I just saw that this sparked a cool conversation and thought I'd add more if that's okay! I think this has pretty much been said already, but basically it is about what's in your heart and why you choose to have kids or not have kids- the exact number isn't important. If you do run across someone who says "you must have at least this number, but no more than this number of babies to be a real Christian" then I would rebuke them for being legalistic just like the Pharisees. Jesus was very clear about where legalism leads you. (hell) But we are supposed to examine our hearts and seek to honor God with our lives, so that does not give us the freedom to have as many or as few as we want- we are to be as slaves to righteousness. So having less because you see them as a nuisance, or having more because you see them as your own personal fulfillment- that's all wrong.
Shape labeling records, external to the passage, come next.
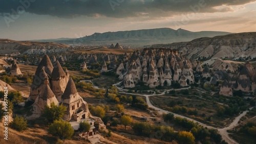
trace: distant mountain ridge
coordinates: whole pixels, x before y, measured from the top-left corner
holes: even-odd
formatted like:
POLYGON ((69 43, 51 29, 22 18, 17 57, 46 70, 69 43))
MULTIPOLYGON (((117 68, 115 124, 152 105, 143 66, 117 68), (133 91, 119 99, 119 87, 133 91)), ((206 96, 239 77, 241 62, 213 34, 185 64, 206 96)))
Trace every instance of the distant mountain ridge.
POLYGON ((95 33, 91 36, 78 39, 55 42, 74 45, 110 45, 112 43, 118 42, 122 45, 136 46, 190 41, 201 37, 212 37, 230 34, 231 33, 223 32, 193 32, 181 28, 175 30, 170 28, 160 28, 103 33, 95 33))
POLYGON ((57 39, 41 39, 41 40, 29 40, 29 41, 32 42, 53 42, 57 41, 64 41, 64 40, 73 40, 74 38, 61 38, 57 39))
POLYGON ((175 48, 188 59, 256 60, 256 32, 202 37, 190 42, 155 44, 146 47, 175 48))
The whole point of having children is to raise them to be Jesus lovers. To give God glory. They are blessings to us, yes, but they have also been entrusted to us- they belong to Him and not to us, and we're instructed to teach them and raise them until the Lord takes them home.

Anyway, here is a Q&A that I have found helpful from John Piper: http://www.desiringgod.org/ResourceLibrary/AskPastorJohn/ByTopic/104/2646_Is_it_wrong_to_use_birth_control/

Thanks for asking this question Danae. Sorry for the rant. Love you!